Consider this scene
After many moves and years of hanging onto “keepsakes”, the Smiths are cleaning the basement in preparation for a garage sale. The two kids have been told that they can keep part of the profits if they help with both the preparation and sale of the items. The day before the garage sale, mom approaches her teen. “I have a couple important meetings at work today and I could really use your help finishing up the pricing of the things in the garage. When your sister wakes up, can the two of you please try to finish that up so that we are ready for this weekend?” Keep in mind that even though the kids have helped, mom has really done about 80% of what it has taken to get ready for the garage sale. Her teenage daughter responds with, “Can’t we just work on it together when you get home? I am really tired and I haven’t seen my boyfriend for a week. I was planning on sleeping a little longer, catching up with some friends for lunch, and then hanging out at the pool with John for a couple hours.

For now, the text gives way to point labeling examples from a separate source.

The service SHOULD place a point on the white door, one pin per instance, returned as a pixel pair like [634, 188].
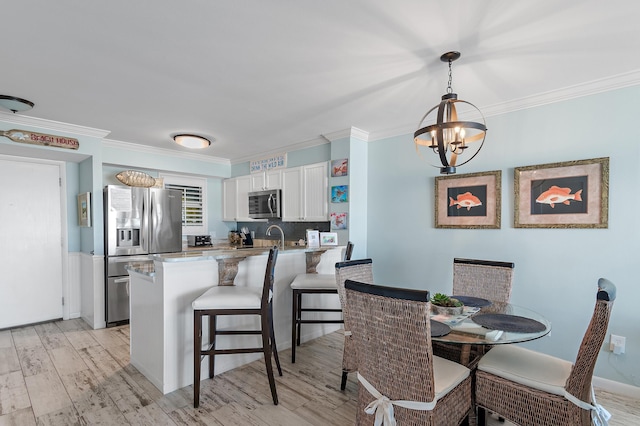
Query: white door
[30, 243]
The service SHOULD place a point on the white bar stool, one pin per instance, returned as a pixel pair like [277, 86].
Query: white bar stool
[234, 300]
[312, 283]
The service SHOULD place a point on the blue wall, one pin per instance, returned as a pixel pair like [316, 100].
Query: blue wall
[556, 269]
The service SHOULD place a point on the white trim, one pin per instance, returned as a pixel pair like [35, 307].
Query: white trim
[616, 387]
[619, 81]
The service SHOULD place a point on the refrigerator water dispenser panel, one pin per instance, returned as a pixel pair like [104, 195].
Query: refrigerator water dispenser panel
[128, 237]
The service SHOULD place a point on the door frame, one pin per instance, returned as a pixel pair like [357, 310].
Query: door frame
[64, 244]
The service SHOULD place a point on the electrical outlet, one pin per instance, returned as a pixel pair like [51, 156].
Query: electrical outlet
[617, 344]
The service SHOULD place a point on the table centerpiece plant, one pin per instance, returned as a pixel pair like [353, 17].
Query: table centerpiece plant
[445, 305]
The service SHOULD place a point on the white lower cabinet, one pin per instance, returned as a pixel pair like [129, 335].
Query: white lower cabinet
[305, 193]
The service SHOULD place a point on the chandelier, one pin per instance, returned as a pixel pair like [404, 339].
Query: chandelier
[448, 137]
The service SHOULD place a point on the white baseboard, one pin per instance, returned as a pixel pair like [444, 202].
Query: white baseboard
[616, 387]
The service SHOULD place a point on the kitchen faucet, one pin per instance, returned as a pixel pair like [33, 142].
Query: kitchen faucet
[281, 233]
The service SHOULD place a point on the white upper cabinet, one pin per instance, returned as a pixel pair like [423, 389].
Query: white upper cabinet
[235, 199]
[305, 193]
[271, 179]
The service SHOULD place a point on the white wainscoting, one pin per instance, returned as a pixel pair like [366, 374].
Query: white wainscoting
[72, 300]
[92, 290]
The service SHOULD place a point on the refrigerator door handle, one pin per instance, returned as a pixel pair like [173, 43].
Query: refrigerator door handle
[271, 203]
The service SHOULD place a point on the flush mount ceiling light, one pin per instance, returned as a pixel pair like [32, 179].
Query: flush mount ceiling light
[192, 141]
[15, 104]
[448, 137]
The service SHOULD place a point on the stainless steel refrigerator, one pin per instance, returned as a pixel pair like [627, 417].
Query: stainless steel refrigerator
[137, 222]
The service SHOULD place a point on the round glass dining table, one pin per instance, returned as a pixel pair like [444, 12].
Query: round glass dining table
[498, 323]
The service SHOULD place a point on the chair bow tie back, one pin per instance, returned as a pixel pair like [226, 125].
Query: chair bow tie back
[382, 407]
[599, 415]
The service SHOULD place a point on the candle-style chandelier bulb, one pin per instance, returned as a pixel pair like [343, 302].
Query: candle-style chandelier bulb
[448, 137]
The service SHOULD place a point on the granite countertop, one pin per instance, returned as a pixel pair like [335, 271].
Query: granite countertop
[217, 252]
[211, 253]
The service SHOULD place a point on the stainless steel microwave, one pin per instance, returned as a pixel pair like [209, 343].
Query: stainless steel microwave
[265, 204]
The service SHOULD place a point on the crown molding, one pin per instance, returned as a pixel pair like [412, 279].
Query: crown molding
[22, 120]
[615, 82]
[110, 143]
[323, 139]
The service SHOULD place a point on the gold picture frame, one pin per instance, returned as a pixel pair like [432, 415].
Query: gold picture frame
[468, 201]
[572, 194]
[84, 210]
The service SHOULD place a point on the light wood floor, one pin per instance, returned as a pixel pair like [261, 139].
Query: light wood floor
[64, 373]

As you can imagine, this doesn’t go over very well. Mom is instantly annoyed, frustrated, and overwhelmed with all the responsibilities she has that day. At this point, mom looses it a little. She replies with, “All I am asking you to do is price a few things. With both of you working, it shouldn’t take more than an hour out of your day. I am glad to see you taking care of yourself, but it would be nice if you could contribute to the family a little more.” The teen responds with, “Maybe you should take care of yourself a little more. If you took time to get some rest and have lunch with friends, you would be a lot happier and more fun to be around!” Mom decides not want to engage in what was quickly becoming an argument. She walks away, telling her daughter she will check in with her again before she goes to work.

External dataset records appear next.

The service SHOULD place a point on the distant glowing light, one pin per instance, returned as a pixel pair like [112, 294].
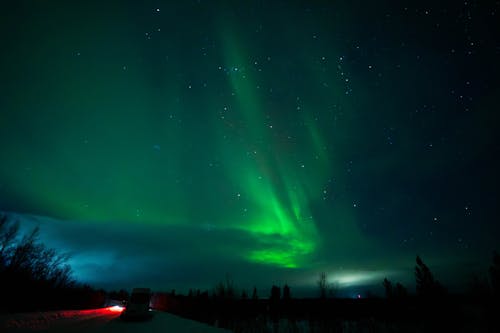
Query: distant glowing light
[116, 308]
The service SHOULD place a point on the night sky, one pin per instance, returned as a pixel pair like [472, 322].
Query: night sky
[169, 143]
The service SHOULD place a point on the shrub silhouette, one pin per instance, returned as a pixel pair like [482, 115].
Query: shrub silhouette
[426, 285]
[34, 276]
[495, 274]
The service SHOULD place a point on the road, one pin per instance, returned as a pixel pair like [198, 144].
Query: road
[105, 320]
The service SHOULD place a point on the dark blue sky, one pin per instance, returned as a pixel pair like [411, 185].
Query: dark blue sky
[172, 143]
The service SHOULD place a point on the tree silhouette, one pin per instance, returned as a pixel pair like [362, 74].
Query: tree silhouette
[495, 274]
[254, 294]
[39, 271]
[286, 293]
[388, 288]
[275, 293]
[426, 285]
[400, 291]
[322, 285]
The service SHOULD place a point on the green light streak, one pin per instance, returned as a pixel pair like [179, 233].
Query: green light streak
[282, 225]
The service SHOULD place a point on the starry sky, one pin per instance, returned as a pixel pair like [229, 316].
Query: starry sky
[170, 143]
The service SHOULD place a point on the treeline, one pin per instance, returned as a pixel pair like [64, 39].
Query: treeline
[429, 308]
[34, 277]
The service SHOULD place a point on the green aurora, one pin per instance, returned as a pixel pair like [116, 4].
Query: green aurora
[305, 137]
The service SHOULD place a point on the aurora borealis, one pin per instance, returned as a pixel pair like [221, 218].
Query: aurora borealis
[172, 142]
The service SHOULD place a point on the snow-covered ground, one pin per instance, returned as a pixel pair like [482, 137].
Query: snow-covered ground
[104, 320]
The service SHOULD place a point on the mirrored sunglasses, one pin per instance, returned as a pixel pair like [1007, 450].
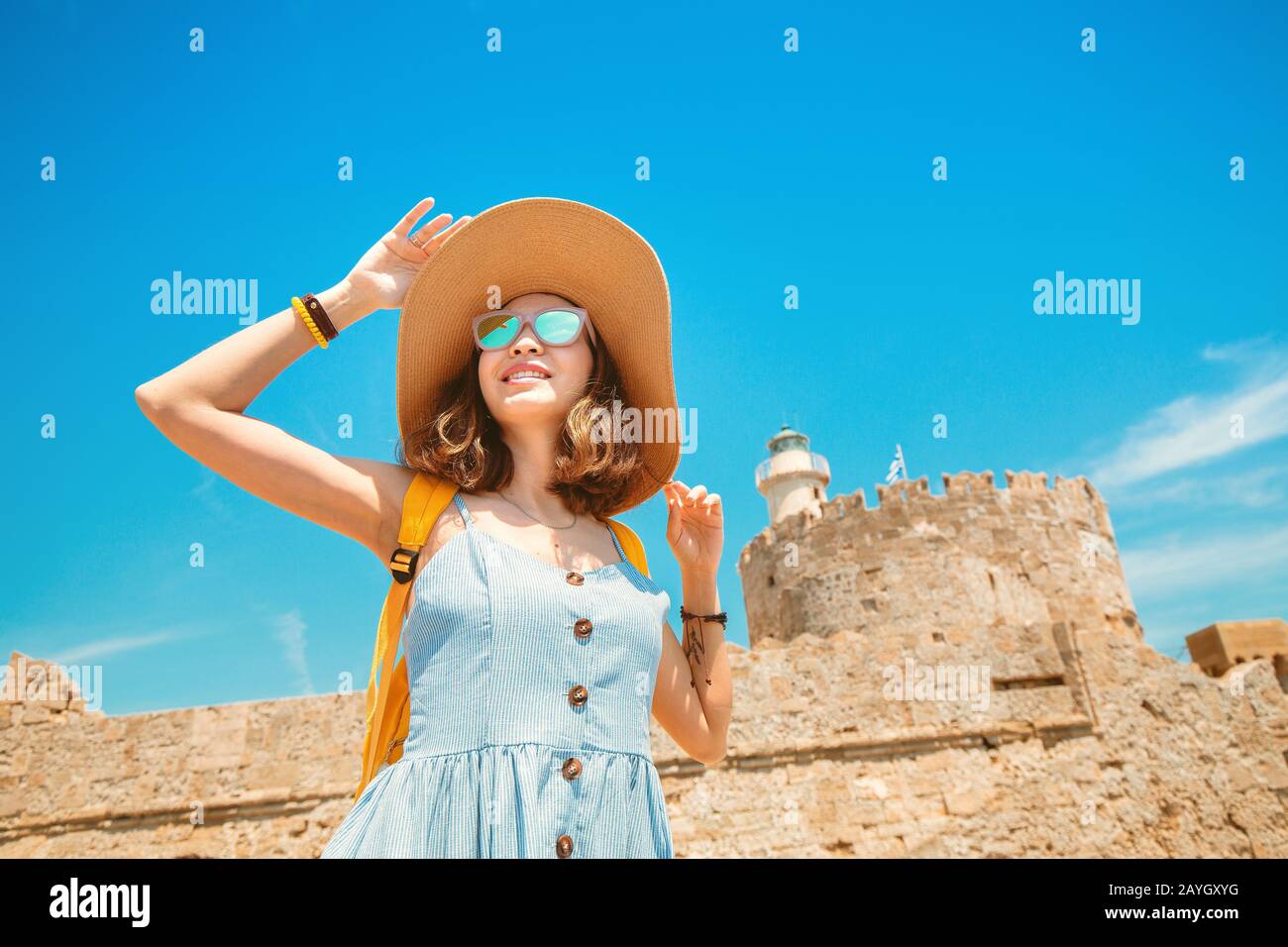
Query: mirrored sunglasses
[561, 325]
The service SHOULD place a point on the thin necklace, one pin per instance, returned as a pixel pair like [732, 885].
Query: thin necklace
[558, 549]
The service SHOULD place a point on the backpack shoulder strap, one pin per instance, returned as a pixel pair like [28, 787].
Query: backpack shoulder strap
[424, 501]
[631, 545]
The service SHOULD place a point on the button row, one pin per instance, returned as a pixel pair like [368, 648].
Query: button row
[576, 696]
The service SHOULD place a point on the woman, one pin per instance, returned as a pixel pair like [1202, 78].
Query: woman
[535, 651]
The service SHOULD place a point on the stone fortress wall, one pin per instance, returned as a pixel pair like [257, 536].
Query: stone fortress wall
[940, 676]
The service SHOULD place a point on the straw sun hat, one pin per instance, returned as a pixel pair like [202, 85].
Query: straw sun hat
[546, 245]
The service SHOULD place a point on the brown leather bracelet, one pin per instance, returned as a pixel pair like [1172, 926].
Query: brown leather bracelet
[318, 315]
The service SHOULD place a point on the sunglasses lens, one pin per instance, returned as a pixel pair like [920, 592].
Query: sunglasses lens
[497, 331]
[558, 326]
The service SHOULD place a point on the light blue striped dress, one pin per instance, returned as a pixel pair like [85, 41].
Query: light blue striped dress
[528, 729]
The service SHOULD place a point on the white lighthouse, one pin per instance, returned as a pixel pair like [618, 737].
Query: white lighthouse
[793, 478]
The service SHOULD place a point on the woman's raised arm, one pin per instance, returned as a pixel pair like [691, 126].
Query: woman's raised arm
[200, 405]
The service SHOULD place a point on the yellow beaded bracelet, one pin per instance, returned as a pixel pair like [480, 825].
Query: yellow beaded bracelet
[308, 321]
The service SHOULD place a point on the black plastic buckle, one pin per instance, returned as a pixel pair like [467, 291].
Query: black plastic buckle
[402, 564]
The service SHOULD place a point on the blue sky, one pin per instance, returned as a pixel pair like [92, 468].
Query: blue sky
[767, 169]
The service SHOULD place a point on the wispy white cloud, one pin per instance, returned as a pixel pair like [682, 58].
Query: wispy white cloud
[1256, 488]
[1198, 428]
[1185, 565]
[106, 647]
[290, 633]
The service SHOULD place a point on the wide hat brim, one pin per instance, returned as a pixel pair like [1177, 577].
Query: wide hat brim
[546, 245]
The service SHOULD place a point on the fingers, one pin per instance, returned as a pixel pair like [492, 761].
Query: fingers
[403, 227]
[696, 497]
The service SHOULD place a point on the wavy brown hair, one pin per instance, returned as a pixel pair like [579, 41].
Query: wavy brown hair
[463, 442]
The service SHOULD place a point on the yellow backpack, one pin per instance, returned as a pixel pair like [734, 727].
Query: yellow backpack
[387, 711]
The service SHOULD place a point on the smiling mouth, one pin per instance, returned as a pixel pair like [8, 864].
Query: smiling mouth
[526, 377]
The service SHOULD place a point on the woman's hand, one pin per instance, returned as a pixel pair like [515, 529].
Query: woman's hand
[385, 272]
[695, 527]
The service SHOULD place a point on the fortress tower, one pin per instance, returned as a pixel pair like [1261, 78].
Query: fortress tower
[793, 478]
[948, 567]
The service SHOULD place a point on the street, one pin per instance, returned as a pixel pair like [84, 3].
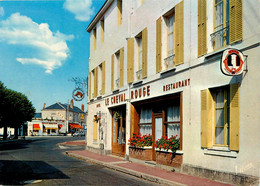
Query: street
[40, 161]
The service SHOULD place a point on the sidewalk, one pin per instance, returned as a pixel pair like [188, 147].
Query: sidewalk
[143, 171]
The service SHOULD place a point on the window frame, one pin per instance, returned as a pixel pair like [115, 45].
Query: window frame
[225, 23]
[226, 107]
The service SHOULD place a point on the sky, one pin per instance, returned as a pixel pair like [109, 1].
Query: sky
[43, 45]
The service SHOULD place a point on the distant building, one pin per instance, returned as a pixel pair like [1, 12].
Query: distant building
[57, 118]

What comes up for you when you read this? This mom may be asking herself things like: When did my teen stop asking if she could do something and start telling me what she is doing? How can she say such hurtful things to me? Doesn’t she understand what would happen if I just decided to take the day off every time I needed to “take care of myself”? Why can’t she see all the things I do for her?

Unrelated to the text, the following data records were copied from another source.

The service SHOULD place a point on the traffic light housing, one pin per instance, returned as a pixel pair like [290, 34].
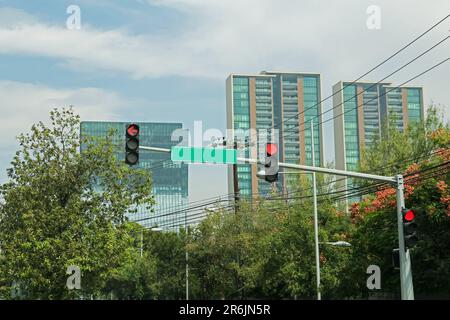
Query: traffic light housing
[271, 162]
[132, 144]
[409, 227]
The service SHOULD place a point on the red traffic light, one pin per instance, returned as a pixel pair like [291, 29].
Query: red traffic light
[132, 130]
[271, 149]
[408, 215]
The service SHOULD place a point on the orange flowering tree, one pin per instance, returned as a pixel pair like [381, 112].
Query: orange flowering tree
[427, 192]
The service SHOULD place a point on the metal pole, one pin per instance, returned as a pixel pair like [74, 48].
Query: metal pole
[142, 242]
[316, 224]
[235, 183]
[406, 284]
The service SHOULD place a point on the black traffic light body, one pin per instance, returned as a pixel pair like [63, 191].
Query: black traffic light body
[271, 162]
[132, 144]
[409, 228]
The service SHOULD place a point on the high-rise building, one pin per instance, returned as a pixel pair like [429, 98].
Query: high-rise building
[361, 110]
[285, 101]
[169, 180]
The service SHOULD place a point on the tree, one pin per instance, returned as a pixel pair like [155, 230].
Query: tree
[375, 234]
[393, 151]
[62, 207]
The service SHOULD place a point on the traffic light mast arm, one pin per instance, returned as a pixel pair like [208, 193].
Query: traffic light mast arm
[155, 149]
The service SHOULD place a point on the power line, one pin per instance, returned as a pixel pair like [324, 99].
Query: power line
[203, 203]
[356, 191]
[377, 97]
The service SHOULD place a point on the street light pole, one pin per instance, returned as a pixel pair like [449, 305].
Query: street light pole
[316, 224]
[405, 261]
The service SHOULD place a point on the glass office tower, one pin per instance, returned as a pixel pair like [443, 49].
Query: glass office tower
[360, 112]
[285, 101]
[170, 180]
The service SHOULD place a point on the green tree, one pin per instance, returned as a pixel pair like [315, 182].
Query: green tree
[62, 206]
[393, 151]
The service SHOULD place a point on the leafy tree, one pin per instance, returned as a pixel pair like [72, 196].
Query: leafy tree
[395, 150]
[375, 225]
[62, 207]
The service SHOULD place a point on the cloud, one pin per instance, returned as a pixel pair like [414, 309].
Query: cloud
[219, 37]
[23, 104]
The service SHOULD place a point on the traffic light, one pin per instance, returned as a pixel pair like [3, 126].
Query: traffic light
[271, 162]
[409, 227]
[132, 144]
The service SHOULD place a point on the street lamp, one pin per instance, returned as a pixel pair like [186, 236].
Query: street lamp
[338, 243]
[155, 229]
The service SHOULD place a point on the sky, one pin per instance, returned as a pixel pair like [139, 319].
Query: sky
[167, 60]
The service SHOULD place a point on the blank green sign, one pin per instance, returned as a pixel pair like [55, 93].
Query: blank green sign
[203, 155]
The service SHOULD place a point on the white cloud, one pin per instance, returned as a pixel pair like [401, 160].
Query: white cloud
[219, 37]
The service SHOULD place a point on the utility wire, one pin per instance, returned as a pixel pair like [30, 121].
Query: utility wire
[377, 97]
[371, 70]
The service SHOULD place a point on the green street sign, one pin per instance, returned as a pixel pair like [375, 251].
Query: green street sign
[203, 155]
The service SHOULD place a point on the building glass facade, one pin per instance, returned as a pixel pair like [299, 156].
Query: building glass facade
[169, 180]
[361, 111]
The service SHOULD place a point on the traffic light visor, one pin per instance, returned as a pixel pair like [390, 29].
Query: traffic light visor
[133, 130]
[271, 149]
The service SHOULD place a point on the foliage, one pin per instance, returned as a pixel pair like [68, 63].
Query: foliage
[64, 207]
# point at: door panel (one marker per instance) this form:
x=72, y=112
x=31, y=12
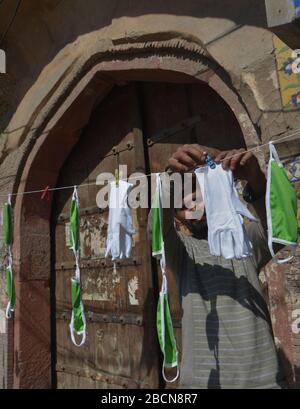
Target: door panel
x=121, y=350
x=118, y=306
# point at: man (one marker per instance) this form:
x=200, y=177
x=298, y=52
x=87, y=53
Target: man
x=227, y=339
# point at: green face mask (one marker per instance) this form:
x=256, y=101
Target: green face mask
x=8, y=239
x=78, y=321
x=164, y=324
x=10, y=290
x=281, y=206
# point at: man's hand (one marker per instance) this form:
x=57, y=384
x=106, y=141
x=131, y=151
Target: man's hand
x=245, y=166
x=187, y=157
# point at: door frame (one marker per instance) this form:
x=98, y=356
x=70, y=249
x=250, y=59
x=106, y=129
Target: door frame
x=55, y=138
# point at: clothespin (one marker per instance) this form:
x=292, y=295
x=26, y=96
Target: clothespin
x=118, y=174
x=209, y=160
x=46, y=193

Teens like the one above can be very egocentric. To be egocentric is to think only of oneself, without regard for the feelings or desires of others. This explains why teens see the world through their own eyes, basing choices on their personal priorities and limited experience. As challenging as it can be for those around them, being egocentric is a necessary characteristic of identity development. Typically, teens will move in and out of being able to see another person’s perspective, and they will practice this new skill on you! Often times, it is not they they are trying to be mean or hurtful. Rather, they simply are not focused on how they are making you feel.
Parenting challenges us to look at situations for what they are and not take things personally. It is in the very moments when we are tempted to lecture, ground, or holler at our teens that they need us to disengage emotionally, get grounded, and respond with thoughtfulness. This following strategy may help:
- Disengage: Engaging in an emotional dialogue with a teen is like being in an arena with a matador. The matador tries to wear out the bull and the bull runs around chasing a red cape. Meanwhile, the bull gets more and more upset and exhausted. If you are inclined to react, walk away and come back to the conversation when YOU are ready.
- When you are ready, restate your expectation. Keep it simple and direct.
- Describe, specifically, what needs to be done to meet that expectation.
- Share how their contribution benefits their family or community.
- Explain the consequences.
When you resist the temptation to get in the arena with the matador, you can be more skillful in your interactions. Using situations like the one above as coachable moments allows you to make a positive contribution to both their sense of self and their growing understanding of who they are becoming. Sharing how their efforts make a larger contribution can help build positive self-esteem in teens. The word ‘esteem’ comes from a Latin word that means ‘to estimate’. So, self-esteem is related to how teens estimate, or regard, themselves. Experts suggest that it is through their contributions that teens develop skills and regard themselves as capable. They begin to recognize that they play an important role in reaching a larger goal. It also helps them to be less egocentric as they begin to see how their actions impact people outside of themselves.